Хинес с облегчением вздыхает. Другие тоже вроде бы успокаиваются, а некоторые даже снова растягиваются на земле.

– А кто был с Уго? Кто дежурил вместе с Уго? – спрашивает Хинес, пока Ампаро гладит по голове Уго, который всхлипывает, как малое дитя.

Хинес продолжает оглядывать присутствующих в ожидании ответа и вдруг вскрикивает:

– А где Ибаньес?

Хватило одного этого вопроса, трех слов, чтобы все опять занервничали.

– Кто-нибудь знает, где… – снова спрашивает Хинес. – Кто был вместе с Уго?

– Его нет… нет, – говорит Мария.

– Может, он уже встал, может, ему приспичило… – высказывает догадку Ньевес.

– Глядите, – показывает Ампаро, мотнув головой. – Вон его сумка, он ведь был с этой сумкой.

– Ибаньес! Ибаньес! – кричит Хинес. – Дьявол! Кто дежурил в паре с Уго?

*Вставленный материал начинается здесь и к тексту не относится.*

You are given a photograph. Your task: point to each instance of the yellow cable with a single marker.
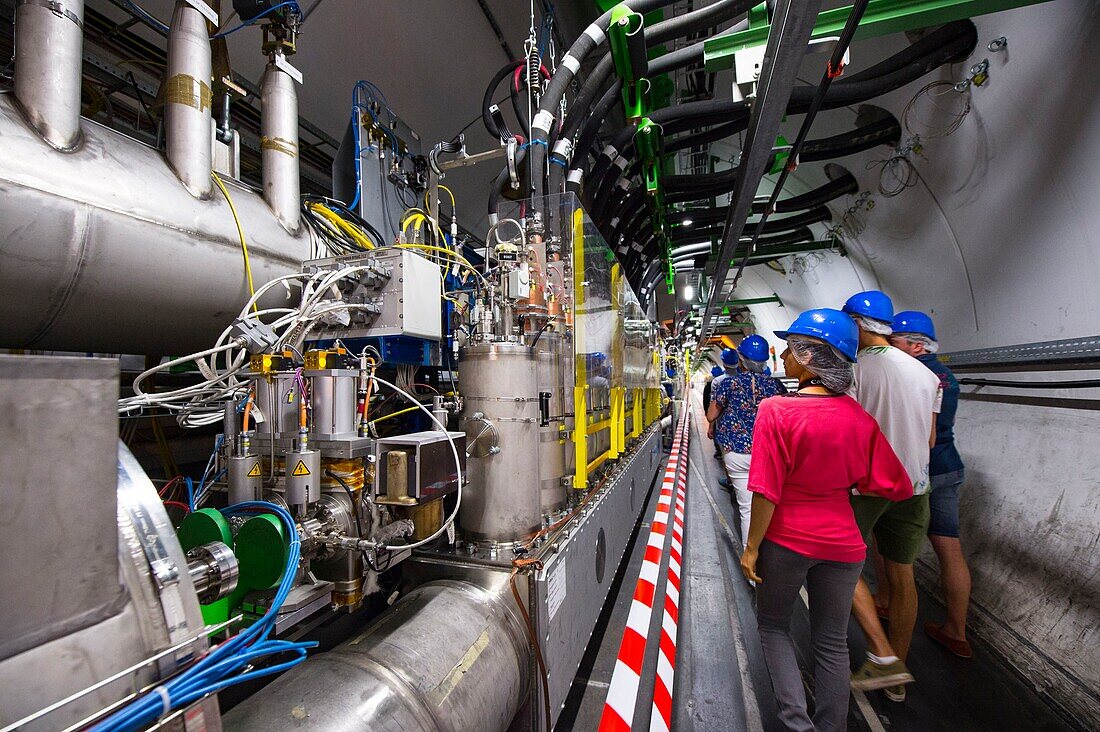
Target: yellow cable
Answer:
(341, 224)
(240, 232)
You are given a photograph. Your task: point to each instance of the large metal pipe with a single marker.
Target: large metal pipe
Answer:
(187, 101)
(48, 43)
(450, 656)
(103, 250)
(278, 142)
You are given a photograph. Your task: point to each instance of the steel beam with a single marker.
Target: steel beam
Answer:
(881, 18)
(792, 23)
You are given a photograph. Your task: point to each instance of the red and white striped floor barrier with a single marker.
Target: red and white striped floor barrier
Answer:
(624, 688)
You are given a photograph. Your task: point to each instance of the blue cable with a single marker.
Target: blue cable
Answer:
(220, 667)
(290, 3)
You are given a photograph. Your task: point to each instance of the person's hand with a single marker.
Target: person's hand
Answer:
(748, 564)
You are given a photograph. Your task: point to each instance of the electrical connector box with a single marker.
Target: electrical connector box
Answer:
(403, 287)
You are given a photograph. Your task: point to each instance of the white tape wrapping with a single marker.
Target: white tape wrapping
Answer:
(595, 33)
(563, 149)
(543, 121)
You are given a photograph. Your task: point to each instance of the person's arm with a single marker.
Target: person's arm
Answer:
(762, 510)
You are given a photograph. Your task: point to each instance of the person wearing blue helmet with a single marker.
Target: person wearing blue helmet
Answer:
(708, 385)
(732, 414)
(904, 397)
(810, 449)
(915, 334)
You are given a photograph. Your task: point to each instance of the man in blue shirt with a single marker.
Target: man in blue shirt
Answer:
(915, 334)
(734, 401)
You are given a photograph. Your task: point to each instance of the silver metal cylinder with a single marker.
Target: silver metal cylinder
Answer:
(48, 46)
(449, 656)
(499, 381)
(105, 251)
(277, 399)
(332, 396)
(245, 479)
(303, 478)
(187, 101)
(278, 143)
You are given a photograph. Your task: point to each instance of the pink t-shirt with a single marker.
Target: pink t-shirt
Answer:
(807, 452)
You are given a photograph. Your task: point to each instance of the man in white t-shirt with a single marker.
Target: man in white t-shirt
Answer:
(904, 401)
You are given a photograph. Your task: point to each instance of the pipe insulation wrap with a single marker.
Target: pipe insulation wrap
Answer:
(449, 656)
(103, 250)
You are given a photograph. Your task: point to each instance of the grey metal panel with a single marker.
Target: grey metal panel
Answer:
(58, 426)
(1051, 351)
(574, 582)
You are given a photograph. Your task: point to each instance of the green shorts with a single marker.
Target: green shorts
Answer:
(898, 526)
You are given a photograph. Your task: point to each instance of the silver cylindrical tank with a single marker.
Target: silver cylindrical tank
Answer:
(188, 100)
(553, 380)
(503, 501)
(277, 399)
(449, 656)
(332, 397)
(48, 42)
(103, 249)
(278, 143)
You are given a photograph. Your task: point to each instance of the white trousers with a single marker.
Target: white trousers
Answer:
(737, 468)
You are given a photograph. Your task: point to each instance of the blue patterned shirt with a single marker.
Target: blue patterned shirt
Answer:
(739, 394)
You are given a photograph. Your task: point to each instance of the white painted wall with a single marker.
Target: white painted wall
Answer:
(1000, 241)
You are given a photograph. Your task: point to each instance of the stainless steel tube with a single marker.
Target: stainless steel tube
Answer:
(48, 46)
(187, 102)
(450, 656)
(105, 251)
(278, 142)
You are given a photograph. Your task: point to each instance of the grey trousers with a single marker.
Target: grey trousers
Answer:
(831, 587)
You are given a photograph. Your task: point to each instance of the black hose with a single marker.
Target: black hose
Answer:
(505, 72)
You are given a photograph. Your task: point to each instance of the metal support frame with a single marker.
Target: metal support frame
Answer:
(792, 24)
(882, 18)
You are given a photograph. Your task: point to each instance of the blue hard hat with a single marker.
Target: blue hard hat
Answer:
(827, 325)
(755, 348)
(871, 304)
(914, 321)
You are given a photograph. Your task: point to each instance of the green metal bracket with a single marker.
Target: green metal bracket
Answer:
(624, 24)
(881, 18)
(752, 301)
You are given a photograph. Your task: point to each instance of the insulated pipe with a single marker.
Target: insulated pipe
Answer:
(278, 143)
(450, 656)
(48, 47)
(187, 100)
(105, 251)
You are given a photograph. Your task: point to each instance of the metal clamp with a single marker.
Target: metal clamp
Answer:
(54, 7)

Хинес уже успел встать, следом за ним вскочили Ньевес и Мария. Ампаро испуганно обводит глазами товарищей, она тоже хотела было вскочить, но не может – обнимает Уго. Тот выглядит совершенно раздавленным, и кажется, будто ничего вокруг не замечает. Марибель продолжает сидеть на земле и крутит головой во все стороны. Какие-то птицы, скорее всего ласточки, прочерчивают по небу кривые линии. И тем не менее создается впечатление, что птиц все же маловато для столь мощного и пронзительного гомона, который заполняет собой мир вокруг.

– А Уго вовсе и не дежурил, – вдруг заявляет Марибель с удивленным видом, словно эти слова поразили в первую очередь ее саму.

– Разве? – говорит Хинес. – Но тогда…

– Ибаньес дежурил… со мной.

– Но… ты ведь спала.

– Да, я ненароком заснула.

Хинес как-то по-особому, с растяжкой, хмыкнул и медленно потер рукой глаза. Реакция Марибель, ее сонная одурь вроде бы свидетельствовали о том, что она и вправду спала, спала крепко, и что, кроме всего прочего, ей еще нужно какое-то время, чтобы окончательно прийти в себя.